Pioggia di meteore (getty images)

Pioggia di meteore (getty images)

E’ la bridgmanite il minerale più abbondante nelle viscere del nostro pianeta. Questo componente terrestre compone circa il 38 per cento del volume della Terra. Per conoscere la sua natura però abbiamo dovuto studiare un meteorite. Per l’uomo, infatti, è un minerale irraggiungibile, visto che si trova tra i 660 e i 2.900 chilometri di profondità.

Un gruppo di scienziati guidato da Oliver Tschauner, dell’Università del Nevada-Las Vegas, è andato a cercare un frammento di bridgmanite in un meteorite caduto in Australia nel 1879. Grazie alla ricerca, pubblicata su Science, il team ha ottenuto l’approvazione dell’International Mineralogical Association: il minerale è stato analizzato e gli è stato dato un nome. “Bridgmanite” è un tributo a Percy Bridgman, premio Nobel per la Fisica nel 1946 per i suoi studi sulle alte pressioni.

Queste le parole di Roberta Oberti, ricercatrice dell’Istituto di geoscienze e georisorse del CNR di Pavia. “Di questo minerale sapevamo già tutto, ora possiamo finalmente dargli un nome”, commenta  “Più della scoperta del campione in sé, è interessante il fatto che sia avvenuta su un meteorite, perché ci consente di capire a quale shock di pressione e temperatura è stato sottoposto”.
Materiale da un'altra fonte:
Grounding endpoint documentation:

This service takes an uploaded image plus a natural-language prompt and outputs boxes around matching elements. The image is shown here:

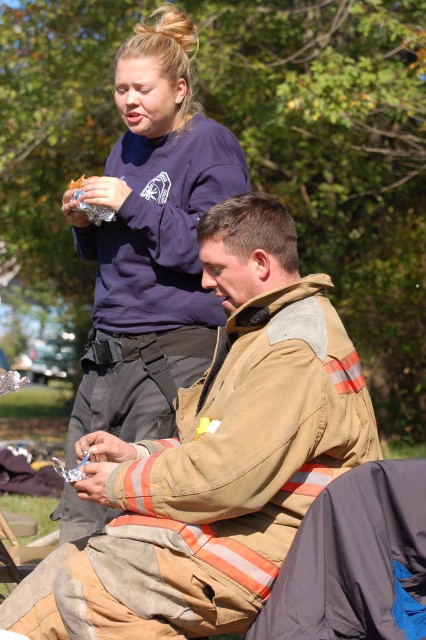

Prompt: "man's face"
[200,240,262,314]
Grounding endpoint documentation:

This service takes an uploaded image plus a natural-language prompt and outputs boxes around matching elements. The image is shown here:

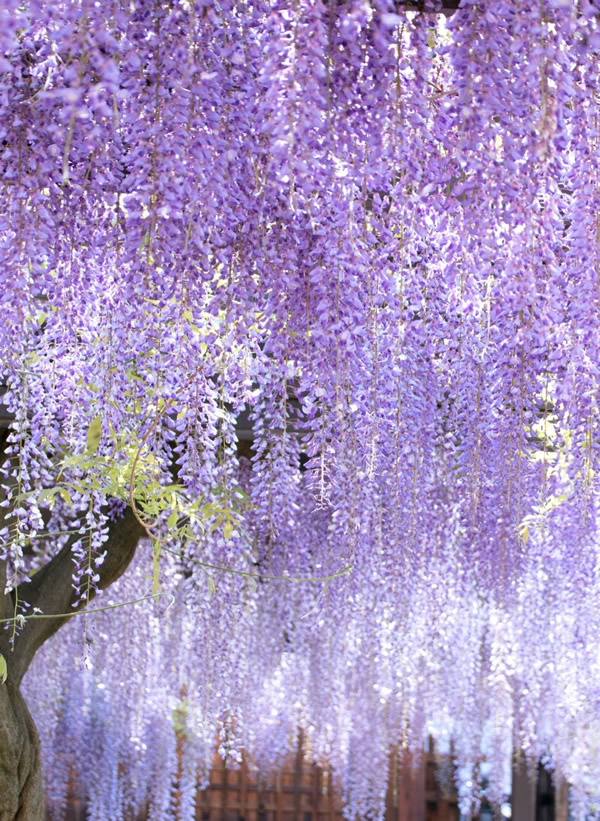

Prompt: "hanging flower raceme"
[0,0,600,818]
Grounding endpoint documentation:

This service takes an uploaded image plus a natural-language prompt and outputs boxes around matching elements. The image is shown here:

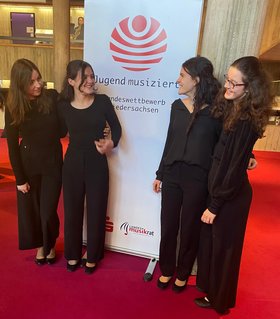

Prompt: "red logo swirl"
[110,15,167,71]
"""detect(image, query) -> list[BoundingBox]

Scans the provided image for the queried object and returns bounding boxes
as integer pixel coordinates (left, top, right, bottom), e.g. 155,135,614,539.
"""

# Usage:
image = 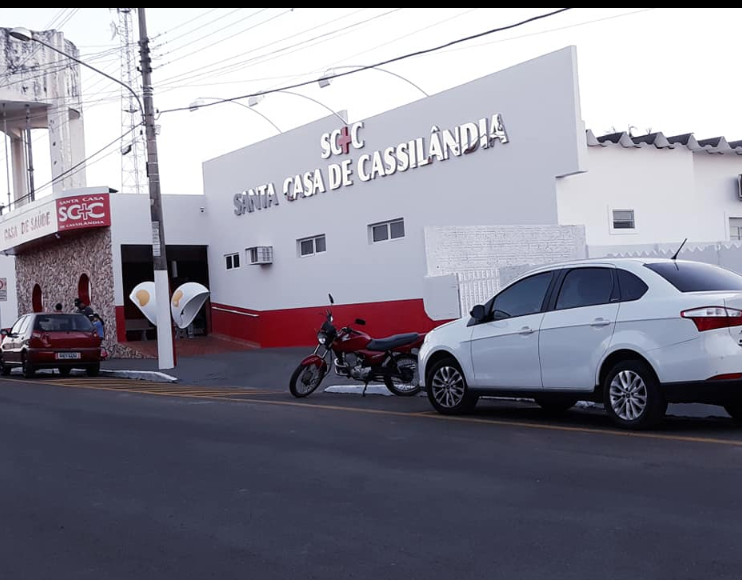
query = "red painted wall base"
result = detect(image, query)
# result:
211,299,454,348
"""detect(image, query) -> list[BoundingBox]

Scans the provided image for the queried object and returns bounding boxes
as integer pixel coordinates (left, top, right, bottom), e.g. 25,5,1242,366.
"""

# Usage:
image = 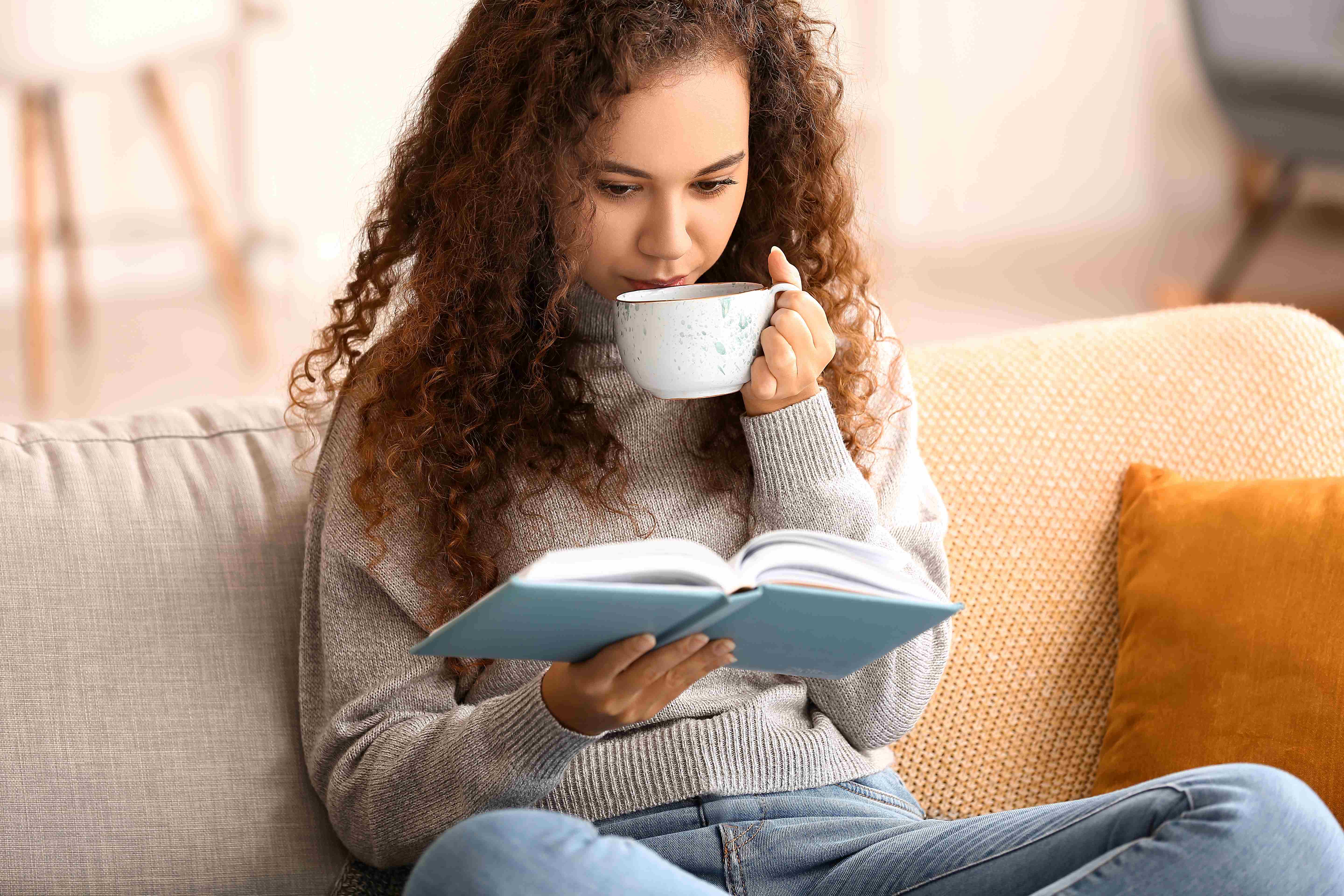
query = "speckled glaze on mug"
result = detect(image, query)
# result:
616,282,797,399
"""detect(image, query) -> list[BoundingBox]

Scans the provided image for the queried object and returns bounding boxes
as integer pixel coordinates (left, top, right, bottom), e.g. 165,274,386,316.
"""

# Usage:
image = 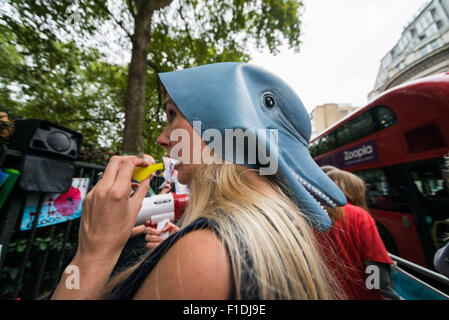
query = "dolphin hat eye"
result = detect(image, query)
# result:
262,92,277,109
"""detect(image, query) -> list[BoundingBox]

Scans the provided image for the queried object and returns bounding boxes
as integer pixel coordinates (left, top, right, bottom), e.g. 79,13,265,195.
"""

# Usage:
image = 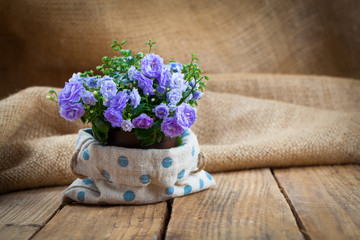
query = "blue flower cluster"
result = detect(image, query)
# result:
53,40,207,144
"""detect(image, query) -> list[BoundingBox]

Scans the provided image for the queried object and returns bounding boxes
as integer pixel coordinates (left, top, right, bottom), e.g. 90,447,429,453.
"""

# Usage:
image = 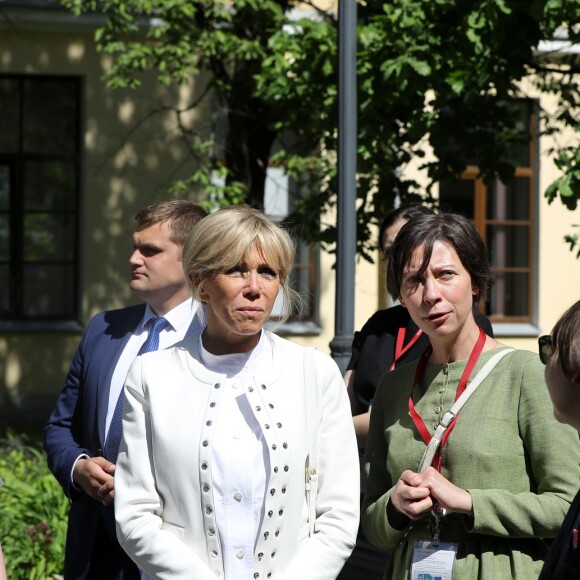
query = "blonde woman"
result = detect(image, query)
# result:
115,206,359,580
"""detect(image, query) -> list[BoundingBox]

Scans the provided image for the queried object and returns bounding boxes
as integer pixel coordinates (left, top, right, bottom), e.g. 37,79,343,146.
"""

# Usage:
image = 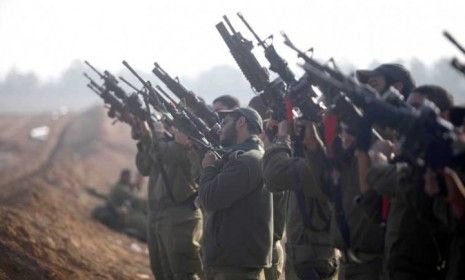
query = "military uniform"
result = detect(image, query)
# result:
136,137,202,280
92,182,147,241
264,192,287,280
198,136,273,280
263,139,337,279
368,164,449,279
308,144,384,280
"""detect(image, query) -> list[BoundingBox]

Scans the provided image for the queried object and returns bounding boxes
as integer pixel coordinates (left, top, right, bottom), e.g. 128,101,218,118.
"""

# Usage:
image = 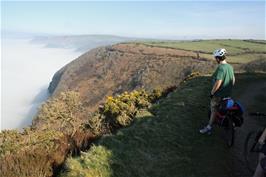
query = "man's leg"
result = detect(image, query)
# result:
253,153,265,177
200,97,221,134
209,110,216,126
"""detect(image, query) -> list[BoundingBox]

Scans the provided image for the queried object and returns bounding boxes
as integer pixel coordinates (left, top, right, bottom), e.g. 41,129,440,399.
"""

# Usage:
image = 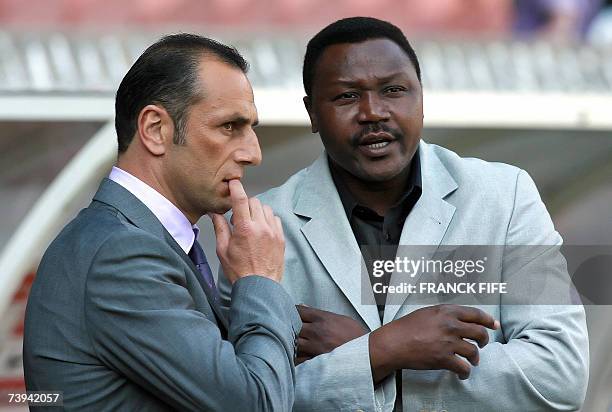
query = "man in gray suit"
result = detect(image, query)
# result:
23,34,301,411
222,18,588,412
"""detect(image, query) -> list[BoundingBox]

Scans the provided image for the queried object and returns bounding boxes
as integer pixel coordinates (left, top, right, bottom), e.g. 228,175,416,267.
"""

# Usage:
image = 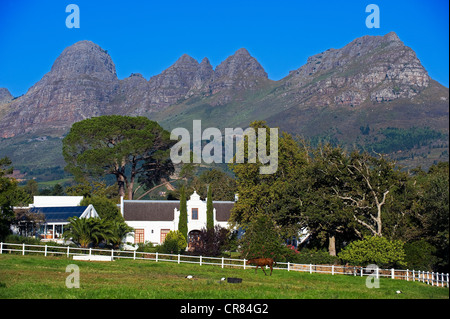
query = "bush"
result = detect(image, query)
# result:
192,225,228,257
240,216,287,261
405,239,438,271
4,235,41,245
338,236,406,268
158,230,187,254
136,241,156,253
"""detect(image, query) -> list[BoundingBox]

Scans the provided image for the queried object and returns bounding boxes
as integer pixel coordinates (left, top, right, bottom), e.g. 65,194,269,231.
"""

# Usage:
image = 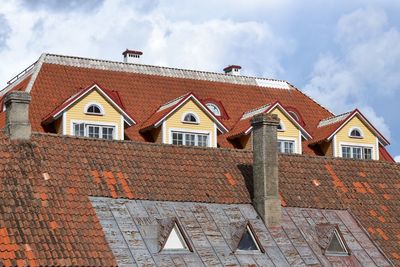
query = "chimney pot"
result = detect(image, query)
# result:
122,49,143,63
224,65,242,75
4,91,32,140
251,113,281,227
Se mai riuscissimo a penetrare la Terra fino a 660 chilometri, il minerale non sarebbe più lo stesso perché pressione e temperatura in superficie sono inferiori. Ma il meteorite australiano cosa ha di diverso? Spiega Oberti: “L’urto con un altro corpo celeste è avvenuto così rapidamente che il minerale è rimasto come congelato nelle stesse condizioni in cui si è formato”.